He was gasping at the closeness, his own bravery, and the conflicting cold air and warm body heat. He needed to; he needed just a second kiss in life. Those eyes looked bewildered, pressing deeper into his mercury irises. Who had been the first to kiss him? He was forgetting the world as his mind twisted with admiration of her.

It was Christine. No. it couldn't happen. She would run, and leave him half whole. If he was lucky enough to be half the man he was now if that happened.

His dark red lips scathed her sallow cheeks.

"You will be great, and I will hear music from your lips every day from now. I will teach you. The world will never find you, never harm you."

His voice rolled like honey through her ears, dripping with sadistic hungers.

"I am your angel of music."

Her heart beat irregularly.


	9. Chapter 9

Evangeline's bones began to recede from her skin and her wounds healed. Erik was proud of it.

Her body was less squared, soft even. Each of her cheeks were pink and supple, her lips scarlet. The eyes were what pleased him most, however. The thick dark eyelashes that surrounded the two bright green perceptives. The two smiling eyes, that looked at him like...like; it didn't matter.

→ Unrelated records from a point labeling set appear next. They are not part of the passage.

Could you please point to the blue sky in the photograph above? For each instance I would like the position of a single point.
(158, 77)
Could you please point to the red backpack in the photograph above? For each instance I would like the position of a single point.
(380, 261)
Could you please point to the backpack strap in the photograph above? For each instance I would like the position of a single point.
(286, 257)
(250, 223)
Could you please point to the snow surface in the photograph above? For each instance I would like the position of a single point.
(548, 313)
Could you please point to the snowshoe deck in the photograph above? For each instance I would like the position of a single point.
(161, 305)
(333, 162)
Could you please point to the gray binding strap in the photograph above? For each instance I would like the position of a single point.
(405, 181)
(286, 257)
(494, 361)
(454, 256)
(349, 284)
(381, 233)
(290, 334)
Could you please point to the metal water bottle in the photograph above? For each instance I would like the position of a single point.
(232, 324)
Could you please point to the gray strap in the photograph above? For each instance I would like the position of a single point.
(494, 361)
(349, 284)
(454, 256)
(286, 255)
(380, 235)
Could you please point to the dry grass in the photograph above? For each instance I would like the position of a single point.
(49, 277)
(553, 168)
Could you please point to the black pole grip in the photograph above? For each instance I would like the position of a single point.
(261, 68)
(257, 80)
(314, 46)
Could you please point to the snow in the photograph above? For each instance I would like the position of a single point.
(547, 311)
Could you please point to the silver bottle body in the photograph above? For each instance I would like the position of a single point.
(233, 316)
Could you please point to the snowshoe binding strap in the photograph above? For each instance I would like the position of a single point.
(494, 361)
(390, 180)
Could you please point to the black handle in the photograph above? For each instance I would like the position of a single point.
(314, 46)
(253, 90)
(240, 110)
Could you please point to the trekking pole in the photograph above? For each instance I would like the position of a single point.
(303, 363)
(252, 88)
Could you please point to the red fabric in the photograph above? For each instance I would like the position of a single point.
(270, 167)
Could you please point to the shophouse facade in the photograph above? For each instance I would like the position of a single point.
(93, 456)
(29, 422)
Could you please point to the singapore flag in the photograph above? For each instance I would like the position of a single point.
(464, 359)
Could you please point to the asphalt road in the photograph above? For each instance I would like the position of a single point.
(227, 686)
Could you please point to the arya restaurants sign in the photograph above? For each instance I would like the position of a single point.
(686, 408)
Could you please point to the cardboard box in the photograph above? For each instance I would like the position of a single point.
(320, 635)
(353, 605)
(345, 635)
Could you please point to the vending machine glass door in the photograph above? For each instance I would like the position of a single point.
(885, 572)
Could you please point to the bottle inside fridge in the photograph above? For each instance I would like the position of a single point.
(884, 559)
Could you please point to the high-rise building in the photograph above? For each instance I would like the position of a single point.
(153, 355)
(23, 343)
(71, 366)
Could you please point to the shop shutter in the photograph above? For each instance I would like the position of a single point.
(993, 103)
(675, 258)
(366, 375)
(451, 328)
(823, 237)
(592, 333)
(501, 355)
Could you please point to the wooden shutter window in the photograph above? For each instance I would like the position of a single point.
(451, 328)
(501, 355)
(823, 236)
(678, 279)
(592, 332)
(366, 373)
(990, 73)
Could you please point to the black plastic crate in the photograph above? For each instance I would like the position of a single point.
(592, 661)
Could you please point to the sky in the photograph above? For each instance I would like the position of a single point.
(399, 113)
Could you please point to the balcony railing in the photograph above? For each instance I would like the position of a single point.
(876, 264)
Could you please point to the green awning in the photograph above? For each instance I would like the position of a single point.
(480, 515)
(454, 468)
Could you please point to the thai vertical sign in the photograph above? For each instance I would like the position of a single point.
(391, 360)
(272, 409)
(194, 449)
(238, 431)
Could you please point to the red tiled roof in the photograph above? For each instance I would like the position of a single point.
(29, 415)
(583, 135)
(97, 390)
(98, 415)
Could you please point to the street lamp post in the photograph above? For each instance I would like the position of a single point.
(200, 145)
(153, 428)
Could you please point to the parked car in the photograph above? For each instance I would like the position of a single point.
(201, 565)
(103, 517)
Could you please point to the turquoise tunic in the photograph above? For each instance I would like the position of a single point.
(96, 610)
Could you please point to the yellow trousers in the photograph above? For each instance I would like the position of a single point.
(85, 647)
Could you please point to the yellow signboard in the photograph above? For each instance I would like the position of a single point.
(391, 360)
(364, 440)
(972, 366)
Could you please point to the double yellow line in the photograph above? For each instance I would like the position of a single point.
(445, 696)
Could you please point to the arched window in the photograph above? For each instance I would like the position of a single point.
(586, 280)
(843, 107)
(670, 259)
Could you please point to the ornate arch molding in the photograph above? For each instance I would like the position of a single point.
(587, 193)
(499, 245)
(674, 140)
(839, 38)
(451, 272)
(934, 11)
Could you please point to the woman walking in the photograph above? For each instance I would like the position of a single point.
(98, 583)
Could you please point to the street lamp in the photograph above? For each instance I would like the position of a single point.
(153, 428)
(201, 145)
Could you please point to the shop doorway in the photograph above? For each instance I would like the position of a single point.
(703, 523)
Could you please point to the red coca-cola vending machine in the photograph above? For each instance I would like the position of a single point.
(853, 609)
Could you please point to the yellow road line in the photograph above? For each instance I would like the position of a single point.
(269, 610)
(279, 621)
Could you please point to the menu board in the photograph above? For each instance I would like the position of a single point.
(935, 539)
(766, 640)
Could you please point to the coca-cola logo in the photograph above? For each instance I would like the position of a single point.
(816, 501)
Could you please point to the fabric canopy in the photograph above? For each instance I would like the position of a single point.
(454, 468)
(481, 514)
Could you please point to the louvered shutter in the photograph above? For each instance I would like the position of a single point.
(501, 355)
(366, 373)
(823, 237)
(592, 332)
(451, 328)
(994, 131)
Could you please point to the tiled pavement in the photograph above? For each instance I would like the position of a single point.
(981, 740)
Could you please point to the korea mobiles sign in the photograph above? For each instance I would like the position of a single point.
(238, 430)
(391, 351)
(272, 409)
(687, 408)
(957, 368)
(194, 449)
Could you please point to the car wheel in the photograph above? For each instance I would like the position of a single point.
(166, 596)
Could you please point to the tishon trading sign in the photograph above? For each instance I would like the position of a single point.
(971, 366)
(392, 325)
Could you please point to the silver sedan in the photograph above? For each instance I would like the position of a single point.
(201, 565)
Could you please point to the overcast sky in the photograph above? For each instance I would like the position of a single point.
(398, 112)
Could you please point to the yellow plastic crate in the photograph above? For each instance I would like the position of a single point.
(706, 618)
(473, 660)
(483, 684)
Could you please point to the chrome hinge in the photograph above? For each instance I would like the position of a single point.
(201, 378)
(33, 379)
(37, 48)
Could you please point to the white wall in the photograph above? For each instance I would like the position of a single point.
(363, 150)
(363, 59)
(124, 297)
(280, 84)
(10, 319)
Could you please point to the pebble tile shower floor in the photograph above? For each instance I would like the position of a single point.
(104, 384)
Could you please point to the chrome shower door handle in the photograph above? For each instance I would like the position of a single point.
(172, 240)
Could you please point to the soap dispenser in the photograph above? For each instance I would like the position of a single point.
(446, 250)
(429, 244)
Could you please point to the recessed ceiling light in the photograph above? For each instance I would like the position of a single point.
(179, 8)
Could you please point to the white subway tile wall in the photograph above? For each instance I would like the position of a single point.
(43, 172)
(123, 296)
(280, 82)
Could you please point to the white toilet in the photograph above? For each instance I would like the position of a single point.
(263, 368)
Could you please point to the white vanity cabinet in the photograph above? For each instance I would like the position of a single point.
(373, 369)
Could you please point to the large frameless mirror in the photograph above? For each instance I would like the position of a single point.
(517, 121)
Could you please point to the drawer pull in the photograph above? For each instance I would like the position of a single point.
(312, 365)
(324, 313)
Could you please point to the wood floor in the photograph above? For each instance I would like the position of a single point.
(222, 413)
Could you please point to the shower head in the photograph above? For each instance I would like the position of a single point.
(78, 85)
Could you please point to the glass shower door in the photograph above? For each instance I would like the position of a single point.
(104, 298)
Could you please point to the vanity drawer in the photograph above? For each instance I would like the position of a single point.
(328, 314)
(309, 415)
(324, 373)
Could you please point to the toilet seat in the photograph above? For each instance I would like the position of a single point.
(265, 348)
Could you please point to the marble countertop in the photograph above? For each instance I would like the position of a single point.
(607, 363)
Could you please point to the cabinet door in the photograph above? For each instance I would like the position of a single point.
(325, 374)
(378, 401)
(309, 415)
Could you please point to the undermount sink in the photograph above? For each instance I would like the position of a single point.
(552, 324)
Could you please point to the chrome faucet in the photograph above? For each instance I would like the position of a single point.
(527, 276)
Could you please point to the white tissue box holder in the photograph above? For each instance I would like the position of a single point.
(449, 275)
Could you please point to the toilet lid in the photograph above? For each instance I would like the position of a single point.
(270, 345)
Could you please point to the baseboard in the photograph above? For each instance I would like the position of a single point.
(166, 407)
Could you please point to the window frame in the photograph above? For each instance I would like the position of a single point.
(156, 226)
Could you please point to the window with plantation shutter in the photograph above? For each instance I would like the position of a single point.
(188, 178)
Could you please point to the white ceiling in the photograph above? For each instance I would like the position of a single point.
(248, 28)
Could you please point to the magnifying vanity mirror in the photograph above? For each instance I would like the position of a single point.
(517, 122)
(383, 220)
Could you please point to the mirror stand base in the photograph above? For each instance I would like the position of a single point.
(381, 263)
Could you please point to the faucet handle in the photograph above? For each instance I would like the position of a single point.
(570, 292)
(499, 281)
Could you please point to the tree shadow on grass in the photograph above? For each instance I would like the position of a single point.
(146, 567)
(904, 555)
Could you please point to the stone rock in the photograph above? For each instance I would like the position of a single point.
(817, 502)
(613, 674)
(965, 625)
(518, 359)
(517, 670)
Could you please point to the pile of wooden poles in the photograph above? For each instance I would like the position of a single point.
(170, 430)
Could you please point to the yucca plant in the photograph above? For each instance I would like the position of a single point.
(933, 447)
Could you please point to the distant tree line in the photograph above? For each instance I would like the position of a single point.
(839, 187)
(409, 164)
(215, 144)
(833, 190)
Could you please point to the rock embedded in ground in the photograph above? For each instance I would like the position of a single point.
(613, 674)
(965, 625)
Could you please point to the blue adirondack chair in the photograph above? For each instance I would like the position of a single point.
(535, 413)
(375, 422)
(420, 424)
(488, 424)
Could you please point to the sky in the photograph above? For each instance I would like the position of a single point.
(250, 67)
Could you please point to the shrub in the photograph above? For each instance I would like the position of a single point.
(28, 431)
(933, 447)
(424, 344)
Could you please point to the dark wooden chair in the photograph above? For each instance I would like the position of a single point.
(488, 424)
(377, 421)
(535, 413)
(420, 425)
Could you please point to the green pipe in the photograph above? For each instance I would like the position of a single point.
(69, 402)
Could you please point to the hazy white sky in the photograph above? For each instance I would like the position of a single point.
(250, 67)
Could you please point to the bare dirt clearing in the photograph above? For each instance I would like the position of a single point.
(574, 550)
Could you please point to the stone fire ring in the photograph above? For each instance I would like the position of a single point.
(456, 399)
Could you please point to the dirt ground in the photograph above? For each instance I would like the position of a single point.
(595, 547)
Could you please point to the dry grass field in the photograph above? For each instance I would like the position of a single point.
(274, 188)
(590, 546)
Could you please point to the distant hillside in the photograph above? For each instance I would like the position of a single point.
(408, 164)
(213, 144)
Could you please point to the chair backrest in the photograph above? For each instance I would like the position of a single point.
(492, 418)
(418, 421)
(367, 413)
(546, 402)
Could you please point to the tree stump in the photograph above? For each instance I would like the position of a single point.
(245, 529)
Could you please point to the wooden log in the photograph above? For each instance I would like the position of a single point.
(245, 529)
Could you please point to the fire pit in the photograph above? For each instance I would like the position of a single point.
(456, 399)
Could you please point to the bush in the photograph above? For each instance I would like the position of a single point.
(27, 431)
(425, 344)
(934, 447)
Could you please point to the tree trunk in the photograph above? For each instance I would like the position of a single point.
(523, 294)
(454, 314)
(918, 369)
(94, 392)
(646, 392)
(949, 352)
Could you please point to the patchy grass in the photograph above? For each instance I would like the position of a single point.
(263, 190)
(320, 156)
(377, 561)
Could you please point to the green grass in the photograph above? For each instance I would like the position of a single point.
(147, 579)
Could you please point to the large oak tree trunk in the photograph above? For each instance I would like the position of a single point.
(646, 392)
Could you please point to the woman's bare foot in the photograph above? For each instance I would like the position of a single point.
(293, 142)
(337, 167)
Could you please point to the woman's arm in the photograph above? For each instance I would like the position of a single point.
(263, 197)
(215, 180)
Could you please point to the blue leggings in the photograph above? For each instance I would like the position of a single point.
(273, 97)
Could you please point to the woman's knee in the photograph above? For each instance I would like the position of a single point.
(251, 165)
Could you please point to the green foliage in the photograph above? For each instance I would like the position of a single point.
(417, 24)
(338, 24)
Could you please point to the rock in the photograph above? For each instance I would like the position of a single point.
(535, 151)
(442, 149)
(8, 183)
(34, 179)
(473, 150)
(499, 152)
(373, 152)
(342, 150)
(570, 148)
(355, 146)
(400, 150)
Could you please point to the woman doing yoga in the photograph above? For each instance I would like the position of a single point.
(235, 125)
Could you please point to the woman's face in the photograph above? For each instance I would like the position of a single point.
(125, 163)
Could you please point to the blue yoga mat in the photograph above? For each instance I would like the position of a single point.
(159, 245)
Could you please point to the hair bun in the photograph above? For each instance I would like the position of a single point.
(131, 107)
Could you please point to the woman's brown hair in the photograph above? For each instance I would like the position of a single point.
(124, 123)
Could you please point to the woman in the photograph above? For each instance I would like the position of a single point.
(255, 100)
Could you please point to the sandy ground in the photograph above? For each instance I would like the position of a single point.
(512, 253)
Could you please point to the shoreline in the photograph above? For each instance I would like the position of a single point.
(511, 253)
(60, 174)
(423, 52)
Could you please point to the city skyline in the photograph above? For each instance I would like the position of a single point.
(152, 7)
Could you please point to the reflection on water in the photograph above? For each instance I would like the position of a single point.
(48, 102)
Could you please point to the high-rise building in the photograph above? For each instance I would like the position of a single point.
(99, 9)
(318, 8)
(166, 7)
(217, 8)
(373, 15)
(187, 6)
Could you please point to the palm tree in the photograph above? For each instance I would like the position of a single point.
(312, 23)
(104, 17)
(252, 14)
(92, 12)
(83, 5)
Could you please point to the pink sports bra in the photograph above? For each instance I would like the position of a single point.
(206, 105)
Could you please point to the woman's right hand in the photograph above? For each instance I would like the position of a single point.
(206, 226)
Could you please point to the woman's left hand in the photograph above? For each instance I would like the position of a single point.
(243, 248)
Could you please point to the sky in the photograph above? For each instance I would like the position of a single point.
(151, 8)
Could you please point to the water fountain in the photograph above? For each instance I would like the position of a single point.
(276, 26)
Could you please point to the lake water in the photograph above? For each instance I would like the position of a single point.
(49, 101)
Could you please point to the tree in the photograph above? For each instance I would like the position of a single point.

She walked towards him now, and he couldn't help but look at that perfect hourglass, her rags looking like high fashion against it. There were no mirrors here, and she had no clue at her own perfection. How unassuming she was, how he craved her… her music.

Yet she, despite his urges, sang very little. Her being trained to be reserved, and quiet, though not so naturally austere as one might think. As he might have thought if he hadn't heard that…eccentric, delicate voice that scrawled passionate symphonies into the air, untrained and imperfect. So beautiful.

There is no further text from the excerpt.